December 24, 2010
Prototype Device Turns Sunlight Into Fuel
A team of American and Swiss researchers have reportedly developed a unique device that can harness the Sun's energy and turn it into fuel.
The prototype mechanism, which was the subject of an article by BBC News Science Reporter Neil Bowdler on Thursday, captures the Sun's rays and concentrates it with a quartz window, focusing it onto a metal oxide known as cerium oxide, or ceria.
Ceria tends to exhale oxygen when it gets hot and inhale it as it cools, and in the device, that property is harnessed by pumping in carbon dioxide and/or water, which will then have its oxygen stripped from it by the cooling ceria and produce hydrogen for fuel cells, or a hydrogen/carbon monoxide blend known as "syngas" fuel, the BBC said on Thursday.
According to UPI, "The prototype is very inefficient, harnessing only between 0.7 and 0.8 percent of the solar energy taken into the vessel, but researchers say they're confident improvements could bring that up to an efficiency of 19 percent, enough for a commercially viable device."
The findings appear in the most recent edition of the journal Science.
"The chemistry of the material is really well suited to this process," Sossina Haile, a member of the project team and a professor with the California Institute of Technology (Caltech), told Bowdler. "This is the first demonstration of doing the full shebang, running it under (light) photons in a reactor."

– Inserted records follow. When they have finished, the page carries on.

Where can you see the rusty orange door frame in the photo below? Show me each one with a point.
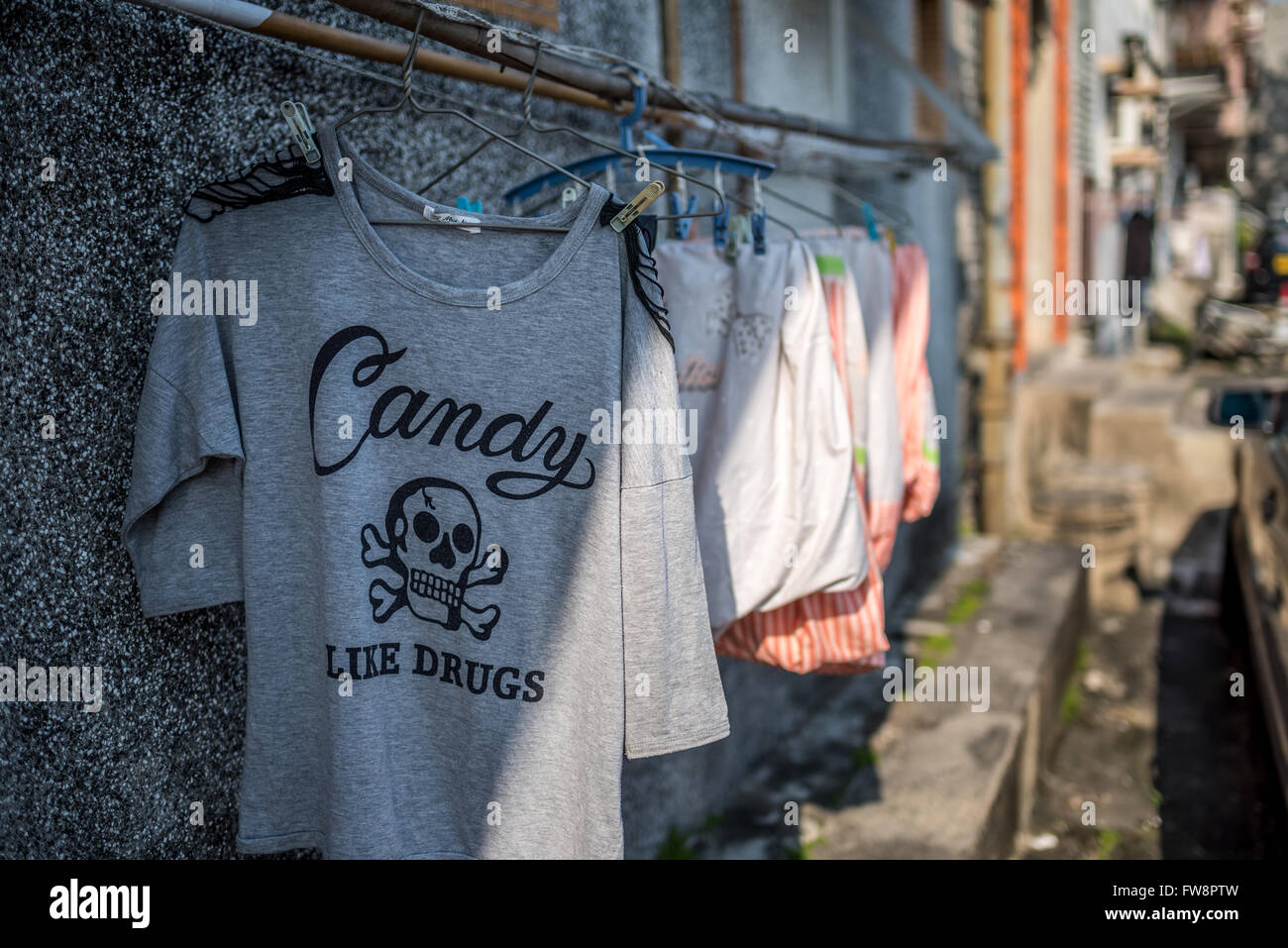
(1019, 85)
(1060, 43)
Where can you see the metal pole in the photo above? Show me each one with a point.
(995, 393)
(472, 38)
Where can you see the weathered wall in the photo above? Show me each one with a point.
(134, 121)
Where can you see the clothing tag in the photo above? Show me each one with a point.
(452, 219)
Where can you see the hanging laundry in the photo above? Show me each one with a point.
(871, 264)
(912, 378)
(460, 603)
(774, 494)
(833, 633)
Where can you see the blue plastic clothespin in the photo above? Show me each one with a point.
(758, 218)
(870, 219)
(719, 223)
(682, 202)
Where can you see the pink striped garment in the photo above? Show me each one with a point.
(912, 381)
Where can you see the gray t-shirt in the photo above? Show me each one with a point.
(462, 603)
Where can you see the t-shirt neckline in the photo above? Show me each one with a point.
(579, 217)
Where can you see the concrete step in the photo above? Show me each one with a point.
(935, 779)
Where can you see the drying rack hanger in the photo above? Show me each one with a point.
(518, 51)
(284, 31)
(599, 88)
(408, 98)
(716, 161)
(580, 167)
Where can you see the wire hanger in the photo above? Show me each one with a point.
(408, 98)
(528, 123)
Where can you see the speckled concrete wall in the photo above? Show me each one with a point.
(133, 120)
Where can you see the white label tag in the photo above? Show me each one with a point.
(452, 219)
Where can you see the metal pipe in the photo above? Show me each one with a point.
(993, 403)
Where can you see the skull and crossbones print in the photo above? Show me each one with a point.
(433, 544)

Haile downplayed comparisons to the process of photosynthesis, saying, "Yes, the reactor takes in sunlight, we take in carbon dioxide and water and we produce a chemical compound, so in the most generic sense there are these similarities, but I think that's pretty much where the analogy ends."
Caltech, located in Pasadena, California, currently has an enrollment of 2,175 and has produced a number of academic award winners throughout the years. The school has been home to 31 Nobel Prize winners, 55 National Medal of Science recipients, 10 National Medal of Technology honorees, and 15 faculty members who have been named California Scientist of the Year.